BWW Review: LATE COMPANY, Trafalgar Studios
Michael Yale gives new life to Jordan Tannahill's Late Company at Trafalgar Studios after a critically acclaimed run at Finborough Theatre earlier this year. The cast is once again inspiring and the production is even more poignant than the last.
Joel Shaun-Hastings' suicide leaves his family broken. In their struggle to cope with his death, his mother Debora (Lucy Robinson) and father Michael (Todd Boyce) decide to invite their son's bully Curtis (David Leopold) and his parents Bill (Alex Lowe) and Tamara (Lisa Stevenson) to dinner. What starts off as an attempt to find closure and celebrate Joel's life becomes a stand-off between the two families, with plenty of heartache and liability.
Tannahill's play provides bountiful insights on teen suicide, sexuality, bullying, and even parenthood. With a sharp style imbued with dry humour and a penchant for witty one-liners that drag out sour laughs, the playwright uncovers the dangers of bullying but lets his audiences come to their own conclusions. By making his characters take turns to pit each of them against the other, he keeps shifting the blame and turning the situation upside down.
As Michael points out, "It's not about blame", but it clearly is from the beginning, as an endless loop of guilt and grief starts because of the unforgiving nature of a parent's loss. Debora is the first to let all pretences fall when she straightforwardly accuses Curtis of single-handedly killing her son.
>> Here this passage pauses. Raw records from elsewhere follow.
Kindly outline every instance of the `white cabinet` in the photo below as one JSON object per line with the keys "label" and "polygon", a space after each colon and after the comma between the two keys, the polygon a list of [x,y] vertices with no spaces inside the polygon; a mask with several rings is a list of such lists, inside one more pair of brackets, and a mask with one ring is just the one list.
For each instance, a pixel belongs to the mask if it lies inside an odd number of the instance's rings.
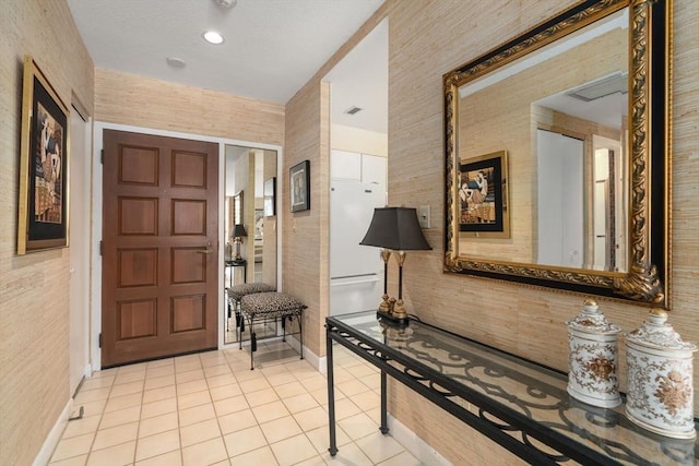
{"label": "white cabinet", "polygon": [[386,157],[377,155],[332,150],[330,153],[330,178],[386,187]]}
{"label": "white cabinet", "polygon": [[331,151],[330,178],[362,181],[362,154]]}
{"label": "white cabinet", "polygon": [[362,154],[362,182],[386,186],[386,157]]}

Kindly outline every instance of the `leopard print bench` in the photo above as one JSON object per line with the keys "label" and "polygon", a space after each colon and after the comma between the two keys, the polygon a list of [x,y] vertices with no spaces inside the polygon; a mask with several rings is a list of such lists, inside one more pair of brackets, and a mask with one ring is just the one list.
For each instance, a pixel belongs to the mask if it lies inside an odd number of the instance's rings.
{"label": "leopard print bench", "polygon": [[[250,370],[254,369],[254,351],[257,351],[257,334],[254,324],[260,322],[274,322],[281,320],[283,336],[282,342],[286,342],[286,322],[291,324],[294,319],[298,322],[298,334],[300,336],[300,358],[304,359],[304,333],[303,313],[306,304],[285,292],[264,291],[245,295],[240,298],[240,314],[242,321],[248,322],[250,328]],[[240,324],[240,334],[245,332],[245,323]],[[292,335],[289,333],[289,335]],[[242,338],[240,338],[242,340]],[[242,345],[242,343],[240,343]],[[242,347],[242,346],[240,346]]]}

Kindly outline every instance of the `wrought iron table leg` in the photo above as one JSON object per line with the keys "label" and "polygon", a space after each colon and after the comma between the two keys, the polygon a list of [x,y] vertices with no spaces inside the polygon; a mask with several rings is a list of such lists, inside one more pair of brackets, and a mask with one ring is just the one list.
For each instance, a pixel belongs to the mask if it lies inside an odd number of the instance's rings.
{"label": "wrought iron table leg", "polygon": [[330,330],[325,330],[325,351],[328,353],[328,421],[330,423],[330,447],[328,449],[328,452],[330,452],[330,456],[335,456],[337,453],[337,442],[335,439],[335,385],[332,367],[332,339],[330,338]]}
{"label": "wrought iron table leg", "polygon": [[389,425],[387,419],[387,406],[386,406],[386,371],[381,371],[381,427],[379,430],[381,433],[389,433]]}

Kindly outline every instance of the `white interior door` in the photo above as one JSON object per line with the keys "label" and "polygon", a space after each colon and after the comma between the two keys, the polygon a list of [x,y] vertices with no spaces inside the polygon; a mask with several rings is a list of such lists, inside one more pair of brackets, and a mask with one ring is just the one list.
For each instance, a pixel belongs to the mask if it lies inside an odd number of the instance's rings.
{"label": "white interior door", "polygon": [[90,123],[73,109],[70,118],[70,393],[90,370]]}
{"label": "white interior door", "polygon": [[582,141],[538,130],[538,264],[580,268],[584,258]]}

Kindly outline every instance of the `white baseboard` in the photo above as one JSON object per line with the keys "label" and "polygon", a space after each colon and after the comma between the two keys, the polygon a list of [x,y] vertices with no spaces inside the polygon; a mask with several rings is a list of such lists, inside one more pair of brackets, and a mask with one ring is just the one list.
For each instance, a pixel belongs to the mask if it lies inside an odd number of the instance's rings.
{"label": "white baseboard", "polygon": [[452,464],[440,455],[427,442],[417,437],[403,422],[393,416],[388,416],[389,431],[391,437],[413,454],[423,465],[427,466],[452,466]]}
{"label": "white baseboard", "polygon": [[42,445],[42,450],[39,450],[39,454],[34,458],[33,466],[45,466],[51,459],[51,455],[58,445],[58,442],[61,440],[61,435],[66,430],[66,426],[68,425],[68,418],[70,417],[73,410],[73,398],[68,401],[68,404],[59,415],[54,428],[46,437],[44,441],[44,445]]}

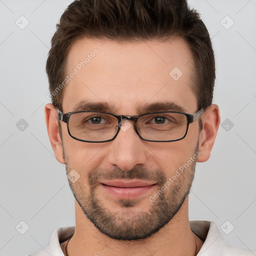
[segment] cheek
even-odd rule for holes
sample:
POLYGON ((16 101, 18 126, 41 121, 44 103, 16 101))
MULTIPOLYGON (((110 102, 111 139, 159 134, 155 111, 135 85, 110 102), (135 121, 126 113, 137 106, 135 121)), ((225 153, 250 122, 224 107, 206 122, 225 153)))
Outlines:
MULTIPOLYGON (((149 159, 153 166, 158 165, 165 170, 168 176, 171 176, 182 164, 188 162, 194 154, 196 141, 184 139, 177 142, 166 142, 164 144, 150 147, 152 152, 149 159)), ((162 142, 164 143, 164 142, 162 142)))

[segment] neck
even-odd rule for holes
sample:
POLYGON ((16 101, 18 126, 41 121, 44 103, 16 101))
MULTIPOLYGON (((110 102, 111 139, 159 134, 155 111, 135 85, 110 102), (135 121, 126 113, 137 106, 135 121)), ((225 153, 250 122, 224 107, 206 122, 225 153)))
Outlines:
POLYGON ((174 217, 159 231, 146 239, 118 240, 102 233, 75 202, 76 231, 68 244, 68 256, 177 255, 194 256, 203 242, 191 230, 186 198, 174 217))

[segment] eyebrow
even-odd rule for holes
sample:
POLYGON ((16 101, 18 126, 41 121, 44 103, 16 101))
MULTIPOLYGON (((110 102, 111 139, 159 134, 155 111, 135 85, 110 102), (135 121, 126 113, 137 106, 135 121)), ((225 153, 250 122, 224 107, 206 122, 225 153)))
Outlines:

However, it is evident that his parents don't hold it against him and prefer to avoid blaming their child in favour of attributing Joel's suicide to the environment he was living in. Their version of the story is validated by the fact that the teen was being treated for depression and allegedly ignored by his parents, leading him to seek attention elsewhere, flaunting his sexuality at school.
"Whatever we did, we did it to be funny," is how Curtis defends his actions under his mother's approving and prompting gaze. After making Curtis read a simple-yet-heartfelt letter where he explains how sorry he is and how it wasn't his intention to ever push his classmate to kill himself, Tannahill tackles the issue of bullying in an unprecedented way by presenting the bullied as a bully himself, creating yet again another vicious circle.
In fact, it is revealed that Joel made YouTube videos where he distinctly talked about all the people he wanted to see dead, including Curtis and his friends. By layering his play, the writer holds up a mirror to real life's complicated and unsure nature.
Zahra Mansouri's set design is snazzier and more detailed. The dining room is spotless in its simple grandeur and shows off the Shaun-Hastings' significant wealth better than at the Finborough. The glass table and matching chairs give an airy vibe to the otherwise leaden and grey atmosphere of the room.
Director Michael Yale retains his solid but subtle direction of the company, pushing them to give their best in a stunning ensemble performance. Robinson and Stevenson are intense and fierce in their deadlock in two very different ways. The latter's openness and will to take a step closer to her counterpart bounces back off the former's relentless attitude. Robinson's portrayal of the matriarch is statuesque but unafraid to crumble under the weight of her son's death, while Stevenson is ready to go the extra mile to protect her son.
Boyce and Lowe are strong in their characters' masculinity, their silent and probably subconscious avoidance of the reason why they've all gathered together a subtle critique from the writer. Michael's acceptance of his son's being different is opposed to Bill's desire for his to fit in, and the actors both find strength in their reasonings.
Once again, Leopold matches the older cast in his sullen and reflective performance; teenage hardship and oppressive guilt permeate his devastating delivery, making Curtis a career-defining role for the young actor.
A definitely triumphant West End transfer, Late Company is the reminder of the complex and impenetrable nature of the relationship between loss and blame. By casting a light on the effects of grief and self-righteousness on two families' different healing processes, it broadens the discussion on ever-relevant themes and acts as a memento of the impact words and actions have on people's lives.